Do you remember these lyrics? “I’m gonna sit right down and write myself a letter …” It’s an old song (written in 1935) and it has been made popular again in nearly every decade since then, most recently by Paul McCartney in 2012. You may have heard it.

These lyrics came to me as I thought about what I’d like to share with you today. It’s a very powerful practice. I recently learned of a new twist on this practice and it’s now a part of my program. I feel guided to share it with you so you can experience the dramatic benefits that can come from writing yourself a letter.

3 steps to making a big shift

I’ll explain what it’s all about then, you can come back and reread this when you can carve out a little time for yourself — 30 minutes would be a good start and you may not even need all that.

This is a 3-part exercise. Here’s how it works:

1 graphicWhat is your biggest failure?

I want you to think about something in your life that you feel you failed at. Yup … I said “failed.” I know this can feel really bad to think about but, trust me … you’re gonna feel bad—then you’re gonna feel better. It doesn’t matter what anyone else thinks about this situation — only that you feel you could have done a much better job. You may feel disappointed in yourself about this thing that you did. It could be related to a financial decision, a relationship choice or something that happened at work—or anything else. This is your story. It’s something you wish had turned out differently. Now take about 10 minutes to write about that situation in as much detail as you can. What happened? Be specific. Most importantly, write about how you felt when it was happening and after it was over. What was the outcome? How did that make you feel? Set a timer for yourself, or just let it flow till there’s nothing more to say.

2 graphicWhat lessons did you learn?

After you’ve captured all you want to, take another 10 minutes (or whatever you need) to list all of the lessons you learned from this situation. What has it taught you to do differently in the future? What did you learn about yourself? Did you notice any life values that may have been compromised in this situation? How can you honor those in the future? Write as many lessons as you can think of.

3 graphicWrite yourself a letter

The last part, and this is the most powerful one, is to sit down and write a letter to you. Here are the guidelines: there is no judgment, come from a loving and compassionate place, be forgiving and grateful for the lessons. Write from your heart. What would your former self like to hear from your wiser self? Be kind. You’ve lived and learned. You did the best you could and you can now forgive yourself.

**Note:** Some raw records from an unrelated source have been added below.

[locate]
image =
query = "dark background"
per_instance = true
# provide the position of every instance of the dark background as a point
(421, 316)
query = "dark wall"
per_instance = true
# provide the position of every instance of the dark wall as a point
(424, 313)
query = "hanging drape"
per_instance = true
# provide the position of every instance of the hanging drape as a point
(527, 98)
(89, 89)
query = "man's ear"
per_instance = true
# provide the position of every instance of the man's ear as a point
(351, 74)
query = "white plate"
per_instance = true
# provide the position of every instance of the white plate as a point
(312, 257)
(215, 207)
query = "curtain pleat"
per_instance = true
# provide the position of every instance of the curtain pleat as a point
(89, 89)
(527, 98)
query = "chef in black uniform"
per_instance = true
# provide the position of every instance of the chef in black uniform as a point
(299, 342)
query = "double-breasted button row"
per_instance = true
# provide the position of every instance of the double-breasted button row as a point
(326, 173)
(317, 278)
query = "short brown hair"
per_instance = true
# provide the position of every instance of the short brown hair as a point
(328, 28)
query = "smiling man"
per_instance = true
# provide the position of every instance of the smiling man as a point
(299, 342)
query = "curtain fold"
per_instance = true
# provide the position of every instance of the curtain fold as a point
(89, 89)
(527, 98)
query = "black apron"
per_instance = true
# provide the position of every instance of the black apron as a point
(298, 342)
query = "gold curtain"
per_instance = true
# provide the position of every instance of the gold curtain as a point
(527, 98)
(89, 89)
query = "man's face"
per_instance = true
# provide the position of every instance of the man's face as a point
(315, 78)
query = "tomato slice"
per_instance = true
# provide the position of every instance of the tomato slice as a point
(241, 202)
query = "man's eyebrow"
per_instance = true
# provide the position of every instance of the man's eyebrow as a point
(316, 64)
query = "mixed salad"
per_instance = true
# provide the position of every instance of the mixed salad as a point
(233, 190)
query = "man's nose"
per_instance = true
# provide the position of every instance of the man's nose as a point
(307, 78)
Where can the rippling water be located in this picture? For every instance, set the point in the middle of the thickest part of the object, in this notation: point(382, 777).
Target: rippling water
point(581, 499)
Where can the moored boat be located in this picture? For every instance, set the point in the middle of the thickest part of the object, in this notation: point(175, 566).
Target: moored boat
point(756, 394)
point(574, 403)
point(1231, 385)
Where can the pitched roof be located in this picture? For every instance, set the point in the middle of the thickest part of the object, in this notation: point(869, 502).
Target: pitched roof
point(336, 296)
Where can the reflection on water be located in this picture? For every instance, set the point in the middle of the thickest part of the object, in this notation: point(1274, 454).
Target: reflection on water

Take as much time as you have words in your heart to write.


The benefits of loving letters

Be kind to yourself — Writing loving letters to yourself is one of the most compassionate things you can do, especially when those letters come from a place of kindness.  Every time something happens and you wish you had acted differently, take a few moments to examine the situation, identify the lessons you learned and forgivingly write yourself a letter.

Revisit them often — Keep these letters in a safe place where you can come back to them.  This practice can cause some of the most powerful and transformative shifts I have seen in my clients.  I know this is true because, those shifts have happened for me, too.  And I get “goosies” every time I see the same thing happen for others.

So, now that you know how this works, schedule a good time for you to get into the groove of this exercise.  You may even like to print and reread this post to remind you of the questions to ask yourself.


Get yourself ready for the shift

When it’s the right time for you, get to a quiet place where you can limit your interruptions. Turn off your phone. Fix a favorite beverage. Take out your journal or a pad of paper and a pen or pencil. Now, sit somewhere comfortably to write a letter to you.

Take a few deep breaths. Relax. Are you ready to start?

Be open and honest with yourself … no one has to read your letter unless you want them to read it. This is a private “shift” zone.